Rare brain disease that causes progressive physical and mental deterioration, leading to death usually within a year of onset. It claims one person in every million and is universally fatal. The most common variant, vCJD has been linked with bovine spongiform encephalopathy (BSE), and there have also been occurrences in people treated with pituitary hormones derived from cows for growth or fertility problems.
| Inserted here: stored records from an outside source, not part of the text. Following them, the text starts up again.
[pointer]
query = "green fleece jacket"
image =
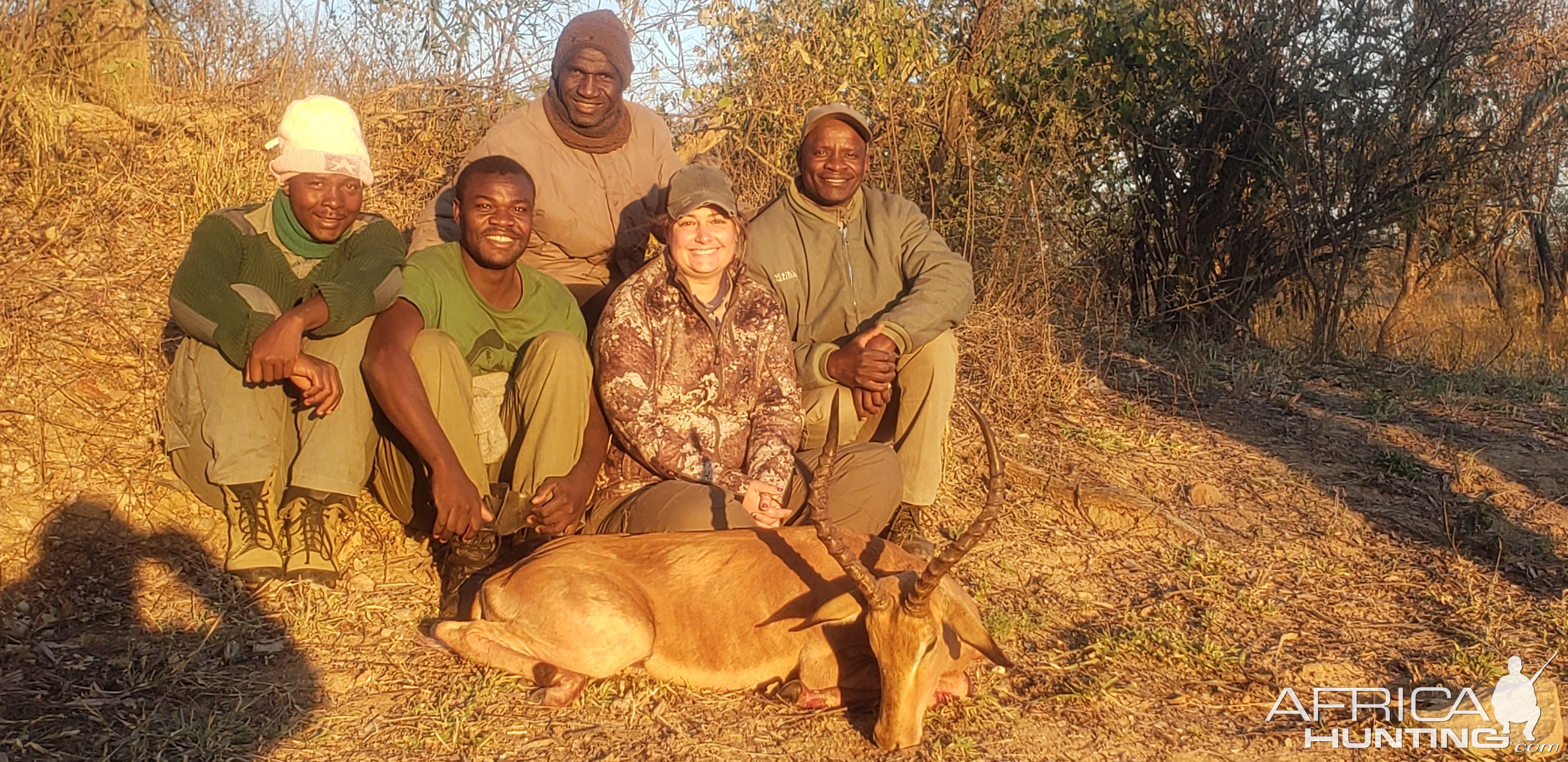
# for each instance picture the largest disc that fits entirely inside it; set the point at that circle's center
(237, 278)
(844, 270)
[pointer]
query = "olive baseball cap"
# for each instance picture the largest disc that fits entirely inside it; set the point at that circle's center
(700, 185)
(841, 112)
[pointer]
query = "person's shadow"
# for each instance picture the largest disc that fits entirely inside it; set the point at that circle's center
(124, 645)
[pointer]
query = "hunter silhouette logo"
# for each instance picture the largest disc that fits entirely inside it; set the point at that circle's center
(1428, 716)
(1514, 700)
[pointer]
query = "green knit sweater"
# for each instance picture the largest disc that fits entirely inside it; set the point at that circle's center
(237, 278)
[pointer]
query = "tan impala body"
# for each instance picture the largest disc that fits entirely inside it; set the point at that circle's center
(847, 615)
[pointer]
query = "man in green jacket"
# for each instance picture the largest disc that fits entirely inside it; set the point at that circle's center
(871, 294)
(482, 372)
(264, 393)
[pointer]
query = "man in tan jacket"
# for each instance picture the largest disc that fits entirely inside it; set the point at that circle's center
(871, 294)
(598, 162)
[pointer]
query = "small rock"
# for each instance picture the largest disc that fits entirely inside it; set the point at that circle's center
(1205, 495)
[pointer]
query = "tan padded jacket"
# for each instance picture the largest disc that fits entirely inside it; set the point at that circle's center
(592, 211)
(841, 272)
CJD is one of a group of human and animal diseases known as transmissible spongiform encephalopathies (TSEs) since they are characterized by the appearance of spongy changes in brain tissue. It is believed that all the encephalopathies, including BSE in cattle and scrapie in sheep, are in effect the same disease. Research published by British pathologists in 1997 proved that vCJD is caused by the same agent that causes BSE, indicating that the disease had jumped species, from cattle to humans, during the 1990s BSE epidemic in the UK.

The American Red Cross announced in May 2001 that it would ban blood donations from anyone who had lived in the UK between 1980 and 1996 for three months, or in continental Europe for six months. The restriction, due to go into effect in September 2001, is an attempt to stop the spread of both vCJD and BSE through blood transfusions. The ban also extends to anyone who has had a blood transfusion in the UK. The organization said the ban would reduce the chance of blood reserves being infected by the diseases by more than 85%. It conceded that about 8% of its 6.5 million blood donors would no longer be able to give blood.
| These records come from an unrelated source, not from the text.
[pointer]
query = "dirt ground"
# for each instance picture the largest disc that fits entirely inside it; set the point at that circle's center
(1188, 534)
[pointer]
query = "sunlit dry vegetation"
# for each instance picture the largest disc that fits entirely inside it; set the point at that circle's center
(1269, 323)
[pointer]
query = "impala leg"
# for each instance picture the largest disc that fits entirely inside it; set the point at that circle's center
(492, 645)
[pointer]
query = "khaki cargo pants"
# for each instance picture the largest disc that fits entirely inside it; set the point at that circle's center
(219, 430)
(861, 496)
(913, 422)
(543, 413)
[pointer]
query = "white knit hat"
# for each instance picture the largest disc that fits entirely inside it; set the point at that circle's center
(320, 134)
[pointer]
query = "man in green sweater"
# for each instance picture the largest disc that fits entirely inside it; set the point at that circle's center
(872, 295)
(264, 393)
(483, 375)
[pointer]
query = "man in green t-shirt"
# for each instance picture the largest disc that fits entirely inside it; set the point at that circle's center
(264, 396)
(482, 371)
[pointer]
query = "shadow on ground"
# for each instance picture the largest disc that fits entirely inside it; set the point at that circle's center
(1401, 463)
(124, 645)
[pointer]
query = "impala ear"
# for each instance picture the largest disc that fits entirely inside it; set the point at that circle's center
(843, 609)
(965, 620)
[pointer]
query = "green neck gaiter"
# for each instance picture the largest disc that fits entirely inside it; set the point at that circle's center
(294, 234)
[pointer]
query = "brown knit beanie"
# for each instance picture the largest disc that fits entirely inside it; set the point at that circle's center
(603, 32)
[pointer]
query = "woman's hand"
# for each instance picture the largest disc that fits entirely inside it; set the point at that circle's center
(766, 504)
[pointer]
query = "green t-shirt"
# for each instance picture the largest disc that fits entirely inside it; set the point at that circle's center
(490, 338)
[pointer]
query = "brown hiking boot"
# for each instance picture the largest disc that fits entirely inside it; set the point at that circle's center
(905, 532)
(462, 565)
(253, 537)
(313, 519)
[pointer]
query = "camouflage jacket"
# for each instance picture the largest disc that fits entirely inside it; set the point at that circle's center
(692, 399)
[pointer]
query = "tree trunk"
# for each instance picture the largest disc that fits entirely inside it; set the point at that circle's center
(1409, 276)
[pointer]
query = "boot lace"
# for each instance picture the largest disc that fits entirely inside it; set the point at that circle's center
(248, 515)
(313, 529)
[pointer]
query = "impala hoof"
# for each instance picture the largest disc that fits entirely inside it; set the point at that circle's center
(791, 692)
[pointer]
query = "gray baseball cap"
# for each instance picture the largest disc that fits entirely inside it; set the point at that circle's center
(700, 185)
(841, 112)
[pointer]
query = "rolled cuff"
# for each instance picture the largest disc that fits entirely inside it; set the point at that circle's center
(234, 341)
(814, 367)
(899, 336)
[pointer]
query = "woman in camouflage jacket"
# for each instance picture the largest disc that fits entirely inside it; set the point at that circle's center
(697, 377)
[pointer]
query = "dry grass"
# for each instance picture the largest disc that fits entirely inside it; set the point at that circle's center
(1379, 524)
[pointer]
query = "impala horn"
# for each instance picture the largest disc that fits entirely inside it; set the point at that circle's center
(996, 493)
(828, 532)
Like BSE, CJD is caused by the presence of an altered form of the brain prion protein PrP, that plays a role in sleep rhythms and in maintaining the brain cells called Purkinje cells. Once a small amount of the abnormal protein is present it begins to convert all the normal PrP. Similarities in the PrP of humans and bovines that are not found in other mammals were first discovered in 1996.

In 2001, Israeli scientists announced that they had devised a simple urine test to detect vCJD in live patients. The process was to undergo further reliability tests before being made widely available.
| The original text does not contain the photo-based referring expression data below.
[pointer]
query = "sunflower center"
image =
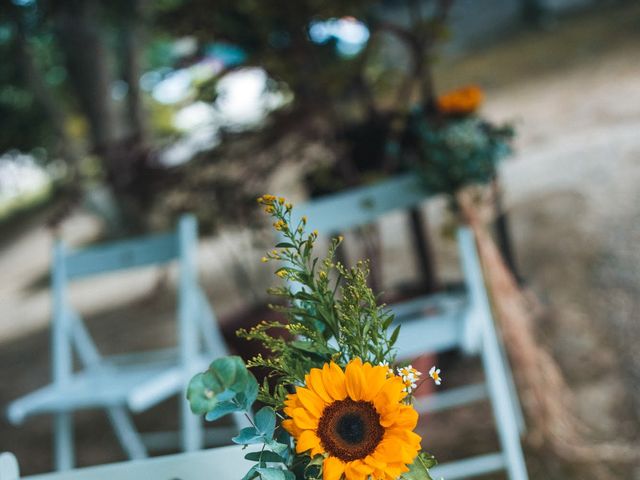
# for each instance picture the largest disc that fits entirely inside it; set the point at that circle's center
(350, 430)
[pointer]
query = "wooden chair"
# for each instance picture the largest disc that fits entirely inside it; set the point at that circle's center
(440, 322)
(225, 463)
(132, 382)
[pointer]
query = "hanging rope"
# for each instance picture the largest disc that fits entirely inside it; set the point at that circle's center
(547, 397)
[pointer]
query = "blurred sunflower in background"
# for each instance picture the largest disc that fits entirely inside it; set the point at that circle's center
(461, 101)
(356, 419)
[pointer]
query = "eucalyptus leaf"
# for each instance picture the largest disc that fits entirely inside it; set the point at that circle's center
(419, 469)
(264, 456)
(271, 473)
(222, 409)
(265, 421)
(248, 436)
(201, 394)
(252, 473)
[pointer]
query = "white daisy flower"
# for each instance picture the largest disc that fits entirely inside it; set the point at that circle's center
(435, 374)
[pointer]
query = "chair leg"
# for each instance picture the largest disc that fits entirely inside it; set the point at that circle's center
(192, 429)
(503, 412)
(126, 432)
(63, 441)
(514, 397)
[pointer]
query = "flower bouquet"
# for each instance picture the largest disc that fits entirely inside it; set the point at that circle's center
(334, 407)
(455, 147)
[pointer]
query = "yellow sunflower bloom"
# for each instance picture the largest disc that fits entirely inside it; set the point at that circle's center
(354, 418)
(462, 101)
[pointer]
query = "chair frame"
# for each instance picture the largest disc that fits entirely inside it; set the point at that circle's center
(199, 340)
(464, 321)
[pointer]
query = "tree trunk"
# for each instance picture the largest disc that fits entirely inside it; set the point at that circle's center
(132, 68)
(37, 85)
(79, 35)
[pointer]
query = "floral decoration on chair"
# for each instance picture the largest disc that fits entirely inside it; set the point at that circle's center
(334, 409)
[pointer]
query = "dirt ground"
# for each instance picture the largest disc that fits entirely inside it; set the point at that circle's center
(573, 196)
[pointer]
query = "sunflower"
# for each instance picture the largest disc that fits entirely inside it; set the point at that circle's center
(461, 101)
(356, 419)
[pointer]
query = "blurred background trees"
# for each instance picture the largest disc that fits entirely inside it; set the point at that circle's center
(131, 100)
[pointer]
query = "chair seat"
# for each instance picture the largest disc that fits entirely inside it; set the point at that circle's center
(431, 323)
(138, 381)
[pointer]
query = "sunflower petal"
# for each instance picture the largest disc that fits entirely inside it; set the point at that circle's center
(354, 380)
(309, 400)
(306, 441)
(332, 468)
(375, 377)
(304, 420)
(333, 380)
(357, 470)
(291, 427)
(316, 383)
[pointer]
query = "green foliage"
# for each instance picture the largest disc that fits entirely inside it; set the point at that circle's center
(331, 313)
(457, 152)
(227, 386)
(419, 469)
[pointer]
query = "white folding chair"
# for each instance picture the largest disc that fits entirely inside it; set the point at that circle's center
(225, 463)
(132, 382)
(439, 322)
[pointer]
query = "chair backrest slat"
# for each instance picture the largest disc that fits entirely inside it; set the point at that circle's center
(140, 252)
(361, 206)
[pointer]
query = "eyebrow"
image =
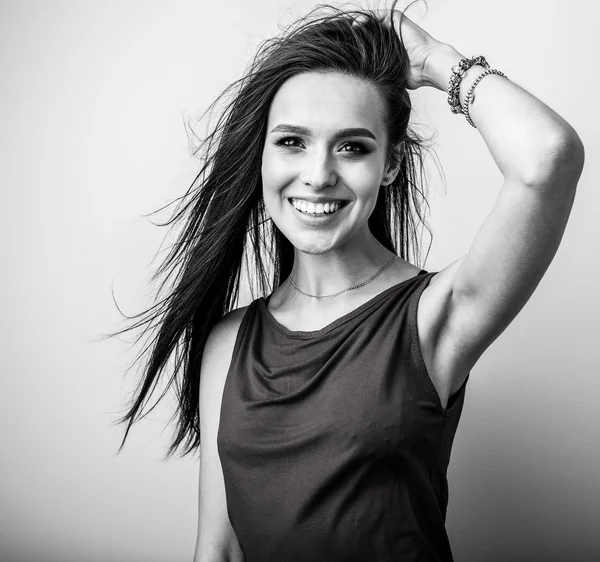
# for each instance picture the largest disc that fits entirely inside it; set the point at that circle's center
(350, 132)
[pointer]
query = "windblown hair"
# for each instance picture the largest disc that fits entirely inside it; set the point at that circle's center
(223, 216)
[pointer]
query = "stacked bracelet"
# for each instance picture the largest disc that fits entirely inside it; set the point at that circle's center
(469, 96)
(458, 72)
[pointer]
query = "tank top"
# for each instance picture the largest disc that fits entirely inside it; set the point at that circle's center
(334, 444)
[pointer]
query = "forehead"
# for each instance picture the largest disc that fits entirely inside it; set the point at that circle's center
(328, 101)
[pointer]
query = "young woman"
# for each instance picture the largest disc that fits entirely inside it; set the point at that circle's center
(325, 411)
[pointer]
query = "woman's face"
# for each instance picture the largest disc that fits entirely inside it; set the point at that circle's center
(324, 159)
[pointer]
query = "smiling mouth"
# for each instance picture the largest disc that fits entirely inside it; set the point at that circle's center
(317, 209)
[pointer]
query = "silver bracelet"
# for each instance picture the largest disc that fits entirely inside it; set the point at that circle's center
(469, 96)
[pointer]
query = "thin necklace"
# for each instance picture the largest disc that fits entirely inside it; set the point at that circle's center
(349, 288)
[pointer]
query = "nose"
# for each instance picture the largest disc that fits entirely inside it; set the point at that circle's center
(319, 171)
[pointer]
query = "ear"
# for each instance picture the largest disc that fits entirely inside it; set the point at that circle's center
(393, 166)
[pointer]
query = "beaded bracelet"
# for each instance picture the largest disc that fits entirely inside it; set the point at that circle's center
(458, 72)
(469, 96)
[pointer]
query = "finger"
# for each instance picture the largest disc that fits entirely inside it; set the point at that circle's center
(360, 19)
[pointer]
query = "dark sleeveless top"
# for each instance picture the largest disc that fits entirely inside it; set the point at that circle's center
(334, 443)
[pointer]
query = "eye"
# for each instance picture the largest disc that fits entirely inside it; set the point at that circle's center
(356, 147)
(289, 142)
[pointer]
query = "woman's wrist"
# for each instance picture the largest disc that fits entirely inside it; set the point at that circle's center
(438, 70)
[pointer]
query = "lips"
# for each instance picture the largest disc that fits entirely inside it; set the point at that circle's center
(317, 207)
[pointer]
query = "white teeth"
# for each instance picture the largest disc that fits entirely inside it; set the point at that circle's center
(315, 208)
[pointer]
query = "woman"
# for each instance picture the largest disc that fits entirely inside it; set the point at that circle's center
(327, 410)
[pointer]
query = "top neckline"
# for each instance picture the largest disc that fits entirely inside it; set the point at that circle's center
(262, 305)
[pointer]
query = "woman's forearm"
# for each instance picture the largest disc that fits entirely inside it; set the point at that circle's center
(529, 142)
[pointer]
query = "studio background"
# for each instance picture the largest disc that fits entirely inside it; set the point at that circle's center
(94, 96)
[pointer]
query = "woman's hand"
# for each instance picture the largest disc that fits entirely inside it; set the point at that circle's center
(418, 43)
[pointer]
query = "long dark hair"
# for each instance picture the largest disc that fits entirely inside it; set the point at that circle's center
(223, 216)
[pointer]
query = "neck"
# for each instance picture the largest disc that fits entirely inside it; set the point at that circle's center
(338, 269)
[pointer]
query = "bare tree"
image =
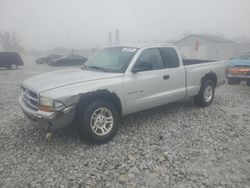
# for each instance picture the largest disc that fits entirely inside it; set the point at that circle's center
(10, 41)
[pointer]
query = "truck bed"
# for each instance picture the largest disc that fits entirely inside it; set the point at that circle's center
(187, 62)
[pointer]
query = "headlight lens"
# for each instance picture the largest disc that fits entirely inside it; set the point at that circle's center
(50, 105)
(44, 101)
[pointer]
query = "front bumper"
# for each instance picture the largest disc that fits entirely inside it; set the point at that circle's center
(48, 120)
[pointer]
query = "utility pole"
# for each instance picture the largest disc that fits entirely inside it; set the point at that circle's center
(117, 37)
(110, 38)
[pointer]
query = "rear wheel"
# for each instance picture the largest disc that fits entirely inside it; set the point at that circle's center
(98, 123)
(230, 81)
(206, 94)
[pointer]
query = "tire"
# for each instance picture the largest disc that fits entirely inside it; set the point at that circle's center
(98, 122)
(230, 81)
(206, 94)
(13, 66)
(248, 81)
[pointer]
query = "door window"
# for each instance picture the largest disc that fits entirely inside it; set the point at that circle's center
(151, 58)
(170, 57)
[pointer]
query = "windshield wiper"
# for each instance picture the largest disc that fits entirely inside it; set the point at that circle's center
(97, 68)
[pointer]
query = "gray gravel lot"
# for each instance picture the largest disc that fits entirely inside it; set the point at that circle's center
(176, 145)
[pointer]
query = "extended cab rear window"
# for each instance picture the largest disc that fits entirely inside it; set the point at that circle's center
(170, 57)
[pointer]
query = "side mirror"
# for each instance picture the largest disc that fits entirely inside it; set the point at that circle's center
(141, 66)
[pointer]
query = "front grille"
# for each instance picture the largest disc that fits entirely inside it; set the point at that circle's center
(30, 98)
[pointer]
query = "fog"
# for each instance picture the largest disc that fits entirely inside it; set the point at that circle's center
(86, 23)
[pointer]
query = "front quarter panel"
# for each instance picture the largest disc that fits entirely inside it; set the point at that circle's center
(70, 94)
As well as vCJD, there are two other forms of the disease. Inherited CJD accounts for approximately 10–15% of cases. These congenital cases exhibit a mutation in the gene coding for PrPs. Sporadic CJD (sCJD) refers to those cases for which there is no known infectious source and no evidence of the disease being inherited. There are around 250 deaths from sCJD per year in the USA.

There is a second type of TSE affecting humans, kuru, which is found in Papua New Guinea.